Her eyes clouded, "There was not much to be happy about."

"There was not, but I hope you will begin to see better days. I will not tell you that it ever stops hurting, to lose such a beloved father, but the pain eases with time."

"Thank you," she whispered. "It is good to know that this hurt is survivable."

"Was there anything else you had for my challenge?" Darcy asked after a bit, hoping to bring the light back into her eyes.

Elizabeth stayed serious as she answered, "Will you be correcting Mr. Bingley's misinformation on the state of my sister's heart?"

Darcy looked at Jane in surprise, having forgotten that she was still there.

"Do you think her still in love with my friend?" He asked.

"Yes," she replied confidently.

"Then I will confess my mistakes to Bingley and offer him all of my encouragement."

"Thank you."

He was quiet, bothered by the fact that she felt the need to thank him for correcting what he should not have interfered with in the first place.

Elizabeth, seeing Jane gather up the children and not wanting to end their tete-e-tete so somberly, said, "Do you mind terribly if I always express my opinion, even it goes against your own and is at least a little shocking?"

"I would expect no less," he replied with a smile.

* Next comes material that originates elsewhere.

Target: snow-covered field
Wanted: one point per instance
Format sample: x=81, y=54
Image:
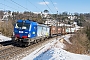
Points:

"Then I expect we shall get along famously."

They returned to Gracechurch Street then, both with much hope for their future.

A/N: For those reading Unanswered Prayers, I have not abandoned you! I am struggling with getting these latest chapters to sound right and I refuse to publish something I would consider just good enough. This little idea has also been driving me crazy, refusing to leave me alone. I have now excised this demon, and I hope to return to the flow of UP. I figured the least I could do was give you this to read while you wait.